Again from the Smithsonian article:
"Among Martin’s contributions to the field: highlighting increased demand for rhino horn in Yemen in 2008, showing the drop in Japanese demand for ivory in 2010, detailing a burgeoning ivory trade in Hong Kong in 2011, and explaining the reduction in rhino poaching in Nepal in 2013. His most recent research documented how Laos’s and Vietnam’s ivory markets are booming."There were tributes from Jane Goodall, disciple Tom Milliken, Brian Jackman, and many others. Brian Jackman begins his tribute this way:
"Snappily dressed like Tom Wolfe in a cream linen suit, a silk handkerchief spilling from his breast pocket and his silver hair flopping over his forehead, Esmond Bradley Martin, who was murdered in Nairobi last week, looked more like a literary critic than the sworn enemy of the illegal trade in ivory and rhino horn. He was a man with impeccable manners and a fondness for string quartets and antebellum architecture.Additional homages from a Huffington Post article:
But beneath that deceptively fey exterior he was as tough as teak and totally fearless as he worked undercover, posing as a buyer to expose the smuggling cartels and their international trafficking routes between Africa and south-east Asia."

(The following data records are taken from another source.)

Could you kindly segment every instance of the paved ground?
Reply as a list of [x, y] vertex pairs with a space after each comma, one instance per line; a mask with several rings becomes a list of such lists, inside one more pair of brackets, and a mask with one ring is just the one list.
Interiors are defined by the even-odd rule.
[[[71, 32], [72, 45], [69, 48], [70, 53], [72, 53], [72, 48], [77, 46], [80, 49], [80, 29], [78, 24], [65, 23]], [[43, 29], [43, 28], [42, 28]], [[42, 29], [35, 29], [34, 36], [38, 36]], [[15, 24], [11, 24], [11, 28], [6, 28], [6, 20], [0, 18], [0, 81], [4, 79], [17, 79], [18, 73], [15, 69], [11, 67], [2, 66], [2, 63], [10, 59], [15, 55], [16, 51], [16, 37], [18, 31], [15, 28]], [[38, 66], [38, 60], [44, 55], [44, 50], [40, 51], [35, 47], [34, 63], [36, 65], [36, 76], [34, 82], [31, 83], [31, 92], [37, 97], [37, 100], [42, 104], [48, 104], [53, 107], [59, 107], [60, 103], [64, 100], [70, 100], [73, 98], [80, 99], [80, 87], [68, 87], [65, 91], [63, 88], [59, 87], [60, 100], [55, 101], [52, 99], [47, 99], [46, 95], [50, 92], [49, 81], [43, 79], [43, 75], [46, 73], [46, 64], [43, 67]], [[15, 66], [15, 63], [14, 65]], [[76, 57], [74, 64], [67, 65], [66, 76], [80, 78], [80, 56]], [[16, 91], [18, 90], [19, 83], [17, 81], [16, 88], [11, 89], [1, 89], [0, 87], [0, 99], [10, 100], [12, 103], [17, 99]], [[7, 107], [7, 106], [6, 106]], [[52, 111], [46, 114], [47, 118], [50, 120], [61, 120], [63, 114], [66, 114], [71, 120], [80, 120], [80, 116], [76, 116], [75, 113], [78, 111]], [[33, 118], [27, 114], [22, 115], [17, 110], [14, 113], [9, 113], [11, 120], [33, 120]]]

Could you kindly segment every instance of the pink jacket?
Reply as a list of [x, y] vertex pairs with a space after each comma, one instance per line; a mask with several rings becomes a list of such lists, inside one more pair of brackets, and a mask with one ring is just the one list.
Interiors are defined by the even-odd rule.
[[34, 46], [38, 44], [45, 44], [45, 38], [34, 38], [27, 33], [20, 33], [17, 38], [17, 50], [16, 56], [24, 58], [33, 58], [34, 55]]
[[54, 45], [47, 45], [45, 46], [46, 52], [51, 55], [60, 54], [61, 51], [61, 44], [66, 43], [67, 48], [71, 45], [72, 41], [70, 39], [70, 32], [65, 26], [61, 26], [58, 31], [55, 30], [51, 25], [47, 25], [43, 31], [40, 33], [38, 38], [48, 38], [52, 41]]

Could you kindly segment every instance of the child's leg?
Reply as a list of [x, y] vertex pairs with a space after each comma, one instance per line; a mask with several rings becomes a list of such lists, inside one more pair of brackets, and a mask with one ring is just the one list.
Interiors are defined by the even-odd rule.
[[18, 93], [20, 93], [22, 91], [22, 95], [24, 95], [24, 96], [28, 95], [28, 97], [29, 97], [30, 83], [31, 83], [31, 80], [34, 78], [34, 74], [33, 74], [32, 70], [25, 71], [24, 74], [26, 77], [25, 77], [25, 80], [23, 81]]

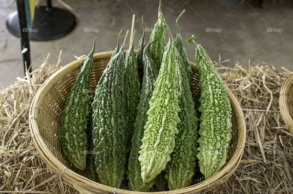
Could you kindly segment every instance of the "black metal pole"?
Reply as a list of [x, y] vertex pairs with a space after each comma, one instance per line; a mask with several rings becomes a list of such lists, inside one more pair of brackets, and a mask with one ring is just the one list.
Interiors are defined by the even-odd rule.
[[[27, 28], [24, 0], [16, 0], [16, 4], [18, 14], [21, 49], [21, 54], [22, 54], [22, 59], [24, 62], [24, 68], [25, 75], [26, 62], [27, 68], [28, 68], [31, 65], [30, 41], [28, 39], [28, 34], [29, 29], [28, 29]], [[31, 72], [31, 68], [30, 68], [29, 71], [30, 72]]]

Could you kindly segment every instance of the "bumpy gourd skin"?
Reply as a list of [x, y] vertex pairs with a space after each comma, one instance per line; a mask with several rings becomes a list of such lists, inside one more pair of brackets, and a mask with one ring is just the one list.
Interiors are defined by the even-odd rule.
[[143, 24], [143, 16], [141, 16], [141, 22], [143, 23], [143, 36], [138, 42], [138, 47], [136, 51], [136, 54], [135, 58], [137, 62], [137, 71], [138, 72], [138, 78], [139, 80], [140, 84], [140, 88], [141, 89], [142, 84], [143, 77], [143, 49], [146, 47], [146, 43], [145, 41], [144, 25]]
[[198, 119], [190, 87], [190, 78], [185, 71], [186, 65], [181, 56], [179, 59], [177, 77], [180, 94], [179, 105], [181, 110], [178, 116], [181, 122], [177, 124], [179, 133], [175, 138], [175, 148], [165, 170], [165, 177], [170, 190], [190, 185], [197, 166]]
[[171, 38], [165, 48], [159, 75], [154, 83], [155, 88], [147, 113], [148, 121], [139, 152], [142, 177], [146, 183], [165, 169], [178, 132], [176, 128], [177, 123], [180, 121], [176, 81], [178, 54]]
[[[128, 31], [126, 36], [128, 34]], [[116, 188], [121, 186], [126, 170], [127, 138], [123, 109], [126, 39], [103, 72], [92, 104], [93, 154], [99, 182]]]
[[127, 147], [131, 146], [131, 138], [133, 135], [133, 125], [137, 114], [136, 107], [139, 102], [140, 84], [137, 73], [137, 63], [133, 53], [133, 33], [131, 46], [125, 54], [124, 89], [126, 99], [126, 123], [127, 127]]
[[158, 73], [154, 69], [154, 62], [150, 56], [149, 48], [153, 42], [151, 42], [143, 50], [143, 81], [141, 90], [141, 94], [137, 110], [139, 113], [136, 116], [134, 123], [134, 134], [131, 139], [131, 149], [128, 163], [128, 186], [130, 190], [139, 192], [148, 192], [154, 184], [152, 180], [145, 185], [141, 177], [140, 162], [138, 159], [139, 151], [142, 144], [141, 139], [143, 137], [144, 127], [147, 121], [146, 112], [150, 108], [149, 102], [152, 97]]
[[156, 70], [160, 70], [164, 54], [165, 42], [165, 20], [161, 10], [161, 0], [160, 0], [158, 21], [155, 24], [150, 34], [150, 42], [156, 40], [150, 47], [150, 54], [155, 64]]
[[98, 174], [96, 171], [96, 166], [95, 166], [95, 159], [93, 155], [92, 151], [93, 147], [92, 145], [92, 107], [90, 107], [90, 118], [88, 123], [88, 152], [86, 153], [86, 170], [88, 174], [89, 178], [90, 180], [95, 182], [98, 182]]
[[85, 170], [87, 150], [87, 127], [91, 104], [89, 82], [95, 50], [92, 49], [85, 58], [69, 92], [65, 106], [61, 112], [61, 126], [59, 138], [63, 152], [77, 168]]
[[187, 73], [189, 76], [188, 78], [189, 79], [190, 84], [190, 89], [192, 91], [193, 90], [193, 87], [192, 86], [192, 83], [193, 82], [193, 73], [192, 71], [191, 70], [191, 64], [190, 63], [189, 60], [188, 60], [188, 57], [186, 53], [186, 50], [184, 47], [184, 45], [183, 44], [183, 41], [182, 40], [182, 38], [181, 36], [181, 33], [180, 33], [180, 31], [179, 30], [179, 27], [178, 26], [178, 20], [180, 18], [180, 17], [185, 12], [185, 10], [184, 9], [183, 11], [179, 15], [178, 18], [176, 20], [176, 27], [177, 28], [177, 34], [176, 35], [176, 38], [174, 40], [174, 43], [175, 44], [175, 46], [176, 48], [178, 49], [179, 51], [179, 54], [181, 56], [183, 61], [183, 63], [184, 64], [184, 67], [185, 69], [186, 73]]
[[[195, 43], [193, 36], [189, 42]], [[201, 136], [197, 140], [198, 165], [206, 179], [225, 164], [230, 150], [231, 110], [228, 91], [206, 51], [197, 44], [195, 60], [201, 75]]]
[[165, 178], [166, 172], [163, 171], [159, 174], [154, 179], [155, 185], [158, 191], [163, 191], [165, 190], [167, 186], [167, 180]]

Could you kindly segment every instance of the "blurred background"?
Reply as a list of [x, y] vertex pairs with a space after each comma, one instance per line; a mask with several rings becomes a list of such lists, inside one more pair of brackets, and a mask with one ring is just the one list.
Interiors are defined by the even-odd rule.
[[[47, 3], [37, 1], [36, 9]], [[74, 55], [87, 54], [96, 36], [95, 53], [113, 50], [120, 30], [125, 30], [124, 36], [126, 31], [130, 30], [134, 14], [136, 48], [142, 35], [143, 15], [147, 43], [157, 19], [159, 1], [57, 0], [52, 3], [53, 8], [71, 13], [76, 25], [61, 38], [30, 41], [33, 70], [39, 67], [48, 53], [51, 54], [49, 63], [56, 64], [62, 50], [61, 66], [75, 60]], [[292, 5], [292, 1], [289, 0], [162, 0], [162, 11], [175, 37], [176, 19], [186, 10], [179, 24], [191, 61], [195, 61], [195, 45], [187, 41], [194, 34], [212, 60], [218, 61], [219, 54], [222, 61], [230, 59], [223, 65], [233, 66], [236, 62], [248, 65], [250, 59], [251, 64], [264, 62], [273, 64], [278, 71], [283, 71], [282, 66], [293, 71]], [[10, 33], [5, 24], [9, 15], [16, 10], [14, 1], [0, 0], [0, 83], [4, 88], [13, 83], [16, 77], [24, 76], [20, 39]], [[49, 15], [50, 12], [45, 15]], [[46, 25], [45, 19], [45, 16], [35, 17], [34, 22]], [[53, 30], [62, 28], [59, 26]]]

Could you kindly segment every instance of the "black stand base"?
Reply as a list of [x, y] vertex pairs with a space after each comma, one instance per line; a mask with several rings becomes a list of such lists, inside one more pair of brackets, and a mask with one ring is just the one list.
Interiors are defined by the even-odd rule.
[[[6, 24], [8, 31], [19, 37], [18, 17], [17, 12], [11, 13], [7, 17]], [[32, 28], [22, 30], [31, 32], [32, 40], [50, 40], [64, 36], [72, 31], [76, 24], [74, 16], [68, 11], [40, 6], [36, 9]]]

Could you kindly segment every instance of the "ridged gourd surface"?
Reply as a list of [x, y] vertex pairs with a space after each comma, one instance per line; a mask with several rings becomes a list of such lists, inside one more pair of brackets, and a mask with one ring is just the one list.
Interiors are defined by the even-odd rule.
[[175, 147], [175, 136], [178, 133], [177, 123], [180, 121], [177, 113], [180, 111], [176, 81], [178, 62], [176, 48], [169, 40], [157, 79], [154, 84], [155, 88], [147, 113], [148, 121], [139, 151], [142, 177], [145, 183], [165, 169]]
[[200, 75], [199, 110], [201, 113], [197, 156], [201, 172], [207, 179], [219, 171], [227, 159], [232, 138], [231, 109], [227, 89], [200, 45], [196, 45], [195, 56]]
[[116, 188], [120, 188], [126, 170], [123, 89], [126, 38], [103, 72], [92, 105], [93, 154], [99, 182]]

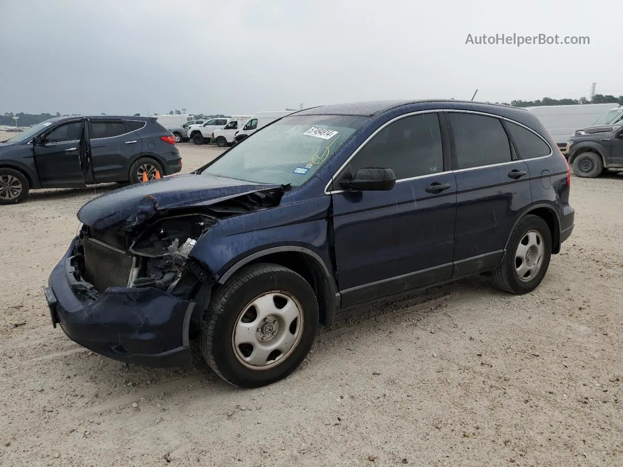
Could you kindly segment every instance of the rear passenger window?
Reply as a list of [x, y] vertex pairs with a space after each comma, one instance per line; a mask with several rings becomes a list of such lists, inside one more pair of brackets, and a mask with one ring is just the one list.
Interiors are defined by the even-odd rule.
[[442, 172], [437, 115], [412, 115], [385, 127], [353, 158], [341, 178], [352, 178], [366, 167], [391, 169], [398, 180]]
[[510, 143], [502, 122], [473, 113], [450, 113], [457, 169], [510, 162]]
[[549, 156], [551, 153], [545, 141], [529, 130], [510, 121], [505, 122], [513, 138], [515, 149], [521, 159], [531, 159]]
[[145, 126], [145, 122], [138, 121], [138, 120], [126, 120], [125, 126], [128, 128], [128, 131], [136, 131]]
[[122, 121], [92, 121], [91, 139], [114, 138], [128, 133]]

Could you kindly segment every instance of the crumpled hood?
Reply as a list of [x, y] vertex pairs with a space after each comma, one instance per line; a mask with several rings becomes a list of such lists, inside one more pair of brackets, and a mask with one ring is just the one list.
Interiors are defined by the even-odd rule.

“Esmond was one of conservation’s great unsung heroes,” said Save the Elephants’ founder, Iain Douglas-Hamilton, who, along with Bradley Martin and Stiles documented the catastrophic fall in elephant numbers and brought the issue to the world stage. His meticulous work into ivory and rhino horn markets was conducted often in some of the world’s most remote and dangerous places and against intensely busy schedules that would have exhausted a man half his age … He was my friend for 45 years and his loss is a terrible blow both personally and professionally.”

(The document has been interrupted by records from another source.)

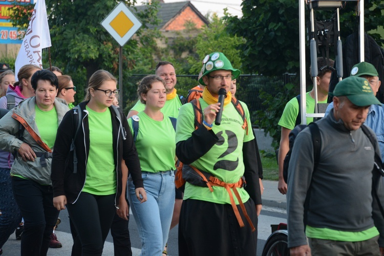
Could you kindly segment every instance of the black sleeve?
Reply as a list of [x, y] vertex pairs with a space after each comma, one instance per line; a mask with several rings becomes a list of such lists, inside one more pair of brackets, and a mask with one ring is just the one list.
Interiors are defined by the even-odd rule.
[[57, 129], [51, 168], [54, 197], [65, 195], [64, 173], [66, 161], [70, 152], [71, 144], [74, 135], [73, 119], [73, 111], [70, 110], [64, 115]]
[[254, 202], [255, 204], [261, 204], [260, 184], [259, 183], [258, 165], [254, 162], [256, 158], [255, 140], [244, 142], [243, 144], [243, 157], [244, 163], [244, 177], [247, 185], [245, 190]]
[[259, 178], [263, 179], [263, 165], [261, 163], [261, 158], [260, 157], [260, 152], [259, 151], [259, 146], [258, 146], [258, 141], [256, 139], [256, 135], [254, 134], [254, 130], [253, 128], [252, 129], [252, 132], [253, 133], [253, 136], [254, 136], [254, 148], [256, 151], [256, 161], [257, 161], [258, 164], [258, 173], [259, 173]]
[[211, 130], [201, 125], [190, 137], [176, 144], [176, 156], [183, 163], [189, 164], [205, 155], [218, 140]]
[[128, 126], [126, 118], [122, 118], [122, 122], [123, 127], [126, 133], [126, 138], [125, 140], [123, 140], [123, 158], [125, 161], [125, 165], [128, 167], [131, 177], [132, 177], [135, 188], [144, 187], [143, 179], [141, 177], [140, 160], [133, 141], [132, 134]]

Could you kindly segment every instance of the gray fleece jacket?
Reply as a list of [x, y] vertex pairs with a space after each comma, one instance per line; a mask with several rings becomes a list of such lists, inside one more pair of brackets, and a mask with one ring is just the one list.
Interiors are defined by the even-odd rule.
[[[0, 150], [13, 152], [18, 150], [20, 145], [25, 142], [28, 143], [35, 152], [44, 152], [45, 150], [33, 138], [26, 129], [23, 133], [22, 141], [18, 139], [17, 133], [19, 122], [12, 116], [14, 113], [23, 118], [32, 129], [40, 136], [35, 121], [36, 113], [35, 105], [36, 97], [28, 98], [21, 101], [17, 106], [11, 110], [0, 121]], [[54, 105], [57, 113], [58, 123], [61, 121], [64, 115], [69, 110], [68, 107], [57, 98]], [[41, 167], [39, 158], [34, 162], [24, 162], [21, 157], [16, 158], [11, 168], [11, 172], [21, 175], [42, 185], [51, 185], [51, 163], [52, 158], [47, 159], [47, 166]]]
[[[352, 232], [375, 225], [380, 232], [379, 243], [384, 246], [384, 216], [373, 209], [371, 194], [375, 148], [380, 155], [377, 140], [374, 147], [361, 128], [347, 130], [343, 121], [335, 120], [333, 112], [317, 123], [322, 146], [316, 170], [313, 172], [308, 128], [297, 136], [292, 150], [287, 195], [288, 247], [307, 244], [303, 204], [311, 179], [307, 225]], [[382, 188], [378, 188], [381, 198]]]

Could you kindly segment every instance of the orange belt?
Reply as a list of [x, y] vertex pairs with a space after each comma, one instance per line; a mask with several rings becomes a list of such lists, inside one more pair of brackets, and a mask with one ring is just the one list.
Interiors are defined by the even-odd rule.
[[212, 188], [212, 186], [217, 186], [225, 188], [227, 192], [228, 192], [228, 194], [229, 195], [229, 198], [231, 201], [231, 205], [232, 205], [232, 208], [233, 209], [234, 215], [236, 216], [236, 219], [237, 219], [238, 220], [238, 222], [239, 222], [239, 224], [240, 225], [240, 227], [243, 227], [244, 226], [244, 223], [243, 222], [243, 220], [241, 219], [240, 213], [239, 212], [239, 209], [236, 206], [236, 204], [234, 203], [233, 196], [232, 195], [232, 193], [231, 193], [231, 190], [230, 189], [230, 188], [231, 188], [232, 190], [233, 191], [234, 195], [236, 196], [236, 198], [238, 199], [238, 201], [239, 201], [239, 203], [240, 205], [240, 207], [241, 208], [242, 211], [243, 211], [243, 214], [244, 215], [244, 216], [245, 216], [245, 218], [247, 219], [247, 221], [248, 221], [248, 223], [249, 223], [249, 225], [251, 226], [252, 231], [253, 232], [256, 230], [256, 229], [254, 228], [254, 226], [253, 226], [253, 224], [252, 223], [251, 219], [249, 218], [249, 216], [247, 213], [247, 210], [245, 209], [245, 206], [244, 206], [244, 204], [243, 203], [243, 201], [241, 200], [240, 195], [239, 195], [239, 192], [238, 192], [238, 190], [236, 189], [237, 187], [242, 187], [243, 186], [244, 182], [243, 181], [242, 179], [240, 179], [240, 180], [236, 183], [226, 183], [224, 181], [222, 181], [217, 178], [214, 177], [212, 176], [209, 177], [209, 180], [207, 180], [205, 176], [199, 170], [194, 166], [191, 165], [189, 166], [194, 170], [195, 170], [195, 172], [199, 174], [199, 175], [201, 176], [204, 181], [206, 182], [207, 186], [208, 186], [208, 188], [209, 188], [209, 190], [211, 192], [214, 191], [214, 189]]

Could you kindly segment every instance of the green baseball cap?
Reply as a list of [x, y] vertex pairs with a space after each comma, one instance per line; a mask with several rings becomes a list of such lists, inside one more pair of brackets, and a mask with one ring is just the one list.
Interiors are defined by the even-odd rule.
[[362, 62], [354, 66], [351, 71], [351, 76], [361, 76], [362, 75], [379, 76], [375, 67], [370, 63]]
[[347, 96], [356, 106], [381, 104], [373, 94], [368, 80], [358, 76], [350, 76], [343, 79], [336, 84], [332, 94], [334, 96]]
[[212, 71], [220, 70], [230, 70], [233, 75], [233, 79], [237, 78], [241, 72], [238, 69], [234, 69], [231, 62], [222, 52], [214, 52], [207, 55], [203, 60], [203, 68], [201, 71], [203, 75], [199, 79], [201, 84], [206, 86], [203, 81], [203, 76]]

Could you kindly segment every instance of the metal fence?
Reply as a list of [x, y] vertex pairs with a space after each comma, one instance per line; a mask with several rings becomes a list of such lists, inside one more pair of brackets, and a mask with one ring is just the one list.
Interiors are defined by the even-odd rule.
[[[126, 100], [127, 109], [130, 109], [137, 101], [137, 84], [145, 75], [134, 75], [127, 79], [129, 84], [124, 87], [124, 99]], [[285, 84], [291, 82], [295, 76], [295, 74], [289, 74], [275, 76], [242, 75], [236, 79], [236, 97], [247, 105], [252, 123], [257, 119], [256, 112], [258, 110], [266, 111], [268, 108], [267, 105], [263, 104], [264, 100], [259, 97], [260, 93], [264, 91], [274, 96], [281, 91], [279, 88], [283, 90]], [[198, 84], [197, 78], [197, 75], [178, 75], [177, 93], [186, 96], [188, 90]]]

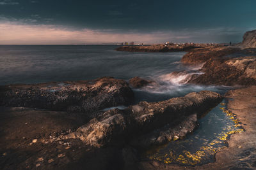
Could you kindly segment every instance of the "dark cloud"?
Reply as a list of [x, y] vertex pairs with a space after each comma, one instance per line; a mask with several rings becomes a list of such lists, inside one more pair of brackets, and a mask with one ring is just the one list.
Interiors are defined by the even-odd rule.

“He was a giant of a man in his field – quite literally, his tall, gangling figure and shock of white hair made him an unlikely undercover investigator,” said Greg Neale, ex-environment correspondent at the Telegraph. “But that was part of his role as he sought to understand the extent of the rhino horn (and ivory) trade, often putting himself at real risk in some of the world’s most lawless places to establish the economic and cultural background to the forces driving the rhino and elephant towards extinction.”The Friends of Herrontown Woods has reached out to the Martin family with condolences for this tragic loss, and has expressed a desire to use Veblen House in part to honor Esmond's work and example in an ongoing way. From what we've learned, Esmond Bradley Martin exemplified the quiet yet indefatigable and profoundly influential approach for which Oswald Veblen was known.